DS1 began to "assert" himself over clothes when he was 2. By assert, I mean lengthy, thrashing, screaming tantrums. By the time we had got to a stage of even considering wearing coats, my resolve had been worn down by getting the rest of the clothing on. That autumn, I bought him a lovely coat, deliberately choosing the one with fire engines, police cars and helicopters which surely he would love... did he heck! The coat was lugged around all winter, barely worn. Only when he was shivering and threatening to turn blue could the coat be put on to him. (He began to accept the coat the following year. DS2 has finally made the expenditure worthwhile)
He's still very exacting about what he will wear now that he's 6. He HATES trousers. Until the school uniform was clarified, we thought that he had to wear trousers most of the year. Every bloody morning was a battle to get his uniform on. Since we've found out that uniform shorts are acceptable all year, he's worn them, getting dressed with far less distress on all parts. He has long socks for the colder weather which to be honest gives the same coverage as a girl in a skirt and socks, yet psycologically the word "shorts" provokes some kind of reaction in people.

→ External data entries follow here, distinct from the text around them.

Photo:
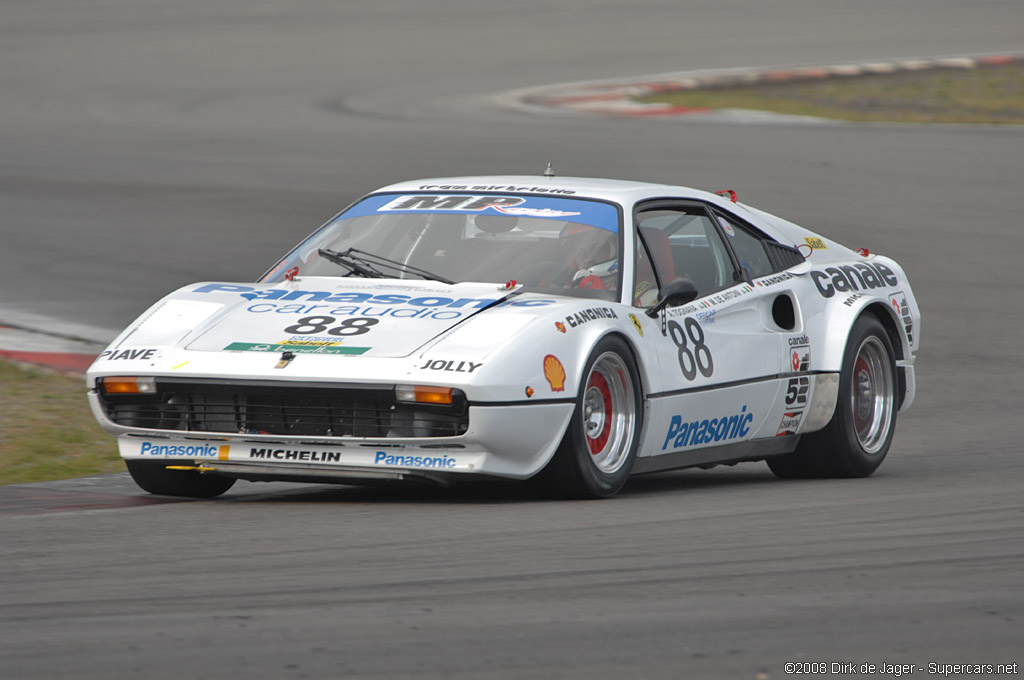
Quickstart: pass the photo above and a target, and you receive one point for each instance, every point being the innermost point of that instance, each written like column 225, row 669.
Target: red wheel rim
column 599, row 418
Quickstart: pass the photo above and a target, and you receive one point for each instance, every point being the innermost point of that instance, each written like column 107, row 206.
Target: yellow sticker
column 636, row 324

Now he's getting to an age of reasoning and logic, we can save the trousers/ shorts argument for the times that it is worth having, like cool evenings when camping, and because it's occasional and not forced on him there is more likely to be a positive outcome. When he was younger, he understood that sun = warm, and struggled to process that despite the winter sun glowing through his window, it could be perishingly cold outside.

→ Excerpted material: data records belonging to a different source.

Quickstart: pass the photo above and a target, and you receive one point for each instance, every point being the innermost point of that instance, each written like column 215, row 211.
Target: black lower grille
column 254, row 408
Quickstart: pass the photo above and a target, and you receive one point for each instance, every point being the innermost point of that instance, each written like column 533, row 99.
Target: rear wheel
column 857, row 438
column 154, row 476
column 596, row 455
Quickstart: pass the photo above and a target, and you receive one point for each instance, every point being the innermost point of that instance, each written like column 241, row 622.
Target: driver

He is a child who is happy and healthy (never missed a day off school), who doesn't feel the cold easily and is very stubborn. (He's also co-operative and reasonable about most other aspects of life)
The key thing for me is that the child has access to the coat. Pick your battles. A milder winter day, probably not worth the cost on the child and the siblings (late, stressed). In the playground when he's shivering, more worthwhile. Involving the child in buying a new coat that they like the look and feel of could help.
I can understand that the pressure of an ultra-resistant toddler and meeting the needs of the other siblings means that the coat is a battle that is one she is reluctant to tackle day after day.